Compte Rendu du Contre-Sommet de L’IA
Lundi 10 février 2025
Théatre de la Concorde
De nombreux journalistes ont couvert l’événement notamment : https://usbeketrica.com/ (Libre accès, et résume parfaitement l’ambiance)
Mais aussi : https://www.liberation.fr (Réservé aux abonnés), https://www.lemonde.fr (Réservé aux abonnés), https://www.ouest-france.fr/ (Libre accès, mais assez pauvre)
L’environnement :
Je débute ma prise de note perturbé par le témoignage de Fabien LEBRUN. Il attire notre attention sur les 40000 enfants qui travaillent dans l’industrie minière au Congo pour fabriquer nos processeurs ; Des viols et des mutiliation sur les enfants et les femmes, pour soumettre la population. Il nous alerte sur « le mensonge de la dématérialisation », dans son livre « Barbarie numérique, une autre histoire du monde connecté ».

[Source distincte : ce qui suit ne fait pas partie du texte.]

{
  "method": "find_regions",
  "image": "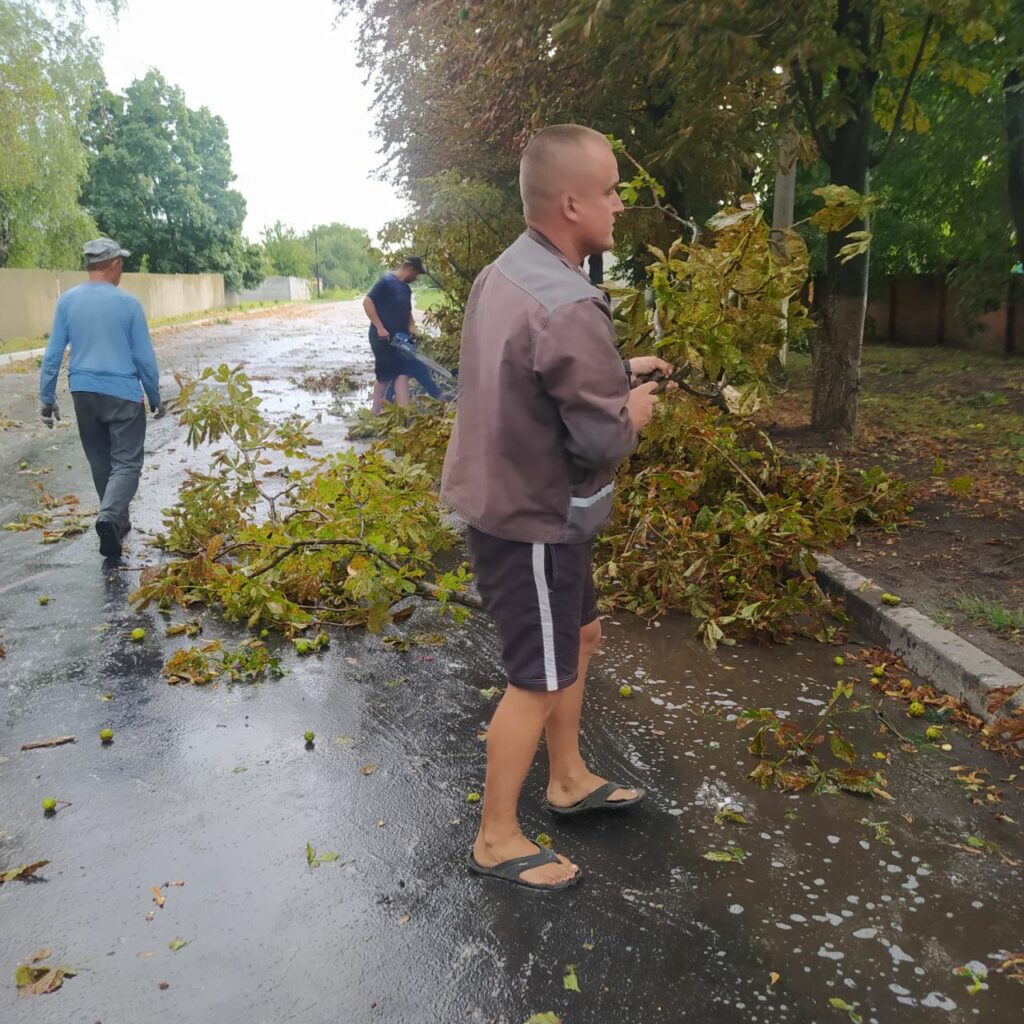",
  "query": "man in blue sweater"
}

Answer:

Corentin de MONTMARIN, de l’institut supérieur de l’environnement, nous a rappelle que l’IA n’est pas une technologie neutre car émettrice de CO2. Le refroidissement des datacenters peuvent se faire par l’électricité (ventilateur) ou l’eau et les deux sont un enjeu pour l’IA. Nous devrions prendre soin de l’eau et réduire l’utilisation de l’énergie fossile comme jamais.
L’
Éducation
Ce contre-sommet aborde le cas de l’éducation, contrairement au sommet officiel. Les enseignants présent dans le public sont assez remontés et se font entendre. L’intervenante mentionne l’ironie de rédiger un devoir avec une IA, les élèves s’aident d’une IA pour faire le devoir, qui sera corrigé par une IA. Un élève n’apprend rien seul même avec une IA et l’intermédiation du professeur est essentielle.

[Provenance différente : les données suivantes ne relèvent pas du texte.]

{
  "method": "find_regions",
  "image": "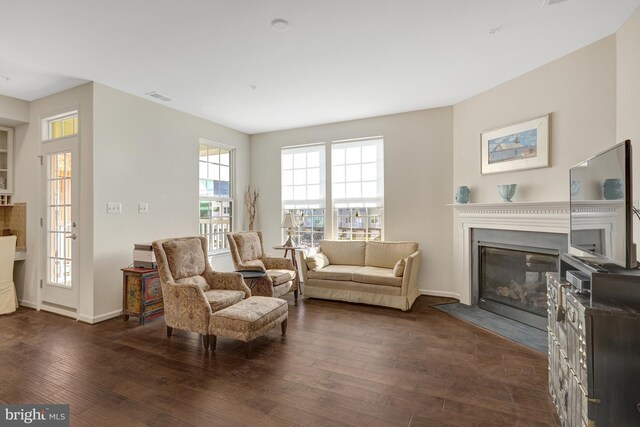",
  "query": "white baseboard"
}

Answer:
[18,299,38,310]
[420,289,460,301]
[78,310,122,325]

Certains dans le public questionnent comment travailler avec l’IA puisqu’elle est déjà là ? Faut-il former les enseignants ? (Mon avis : C’est considérer qu’elle serait efficace et oublier qu’elle n’est que tromperie). Faut-il utiliser le terme « IA », vu que cet outil n’a rien d’intelligent ? Nous sommes tous d’accord que ce terme ne va pas. Je m’emporte et soumet ma proposition d’un cri : « Arnaque ! »
Le Travail :
L’intervenante de France Travail nous fait part de la diminution de moitié des effectifs de France Travail depuis 2008 : de 14 000 à 7000. La numérisation passée à marche forcé, comme quant les agences ont fermé l’après-midi pour ne traiter que les emails. Désormais, les tâches se font désormais à la chaine en micro-tâches. Quelle violence dans la destruction du service public.
Habib, notre camarade de Solidaires Informatique, a rappelé le cas d’Onclusive et de la délocalisation déguisée par l’IA. Vous connaissez bien ce cas, je ne m’étendrai pas.
L’intervenante de la poste, a mentionné le laboratoire qu’est cette entreprise, avec 80 projets concernés par l’IA. Les facteurs et guichetiers ne sont jamais informé. Nous faisons le constat que les CSE ne sont jamais consultés. Les plannings géré par « PopIA » ne correspondent jamais aux cas personnels des employés et les mères seules sont les grandes perdantes. Si le nom du logiciel n’avait pas été popIA, les employés n’aurait jamais su qu’il s’agissait d’une IA. D’ailleurs il a été renommé.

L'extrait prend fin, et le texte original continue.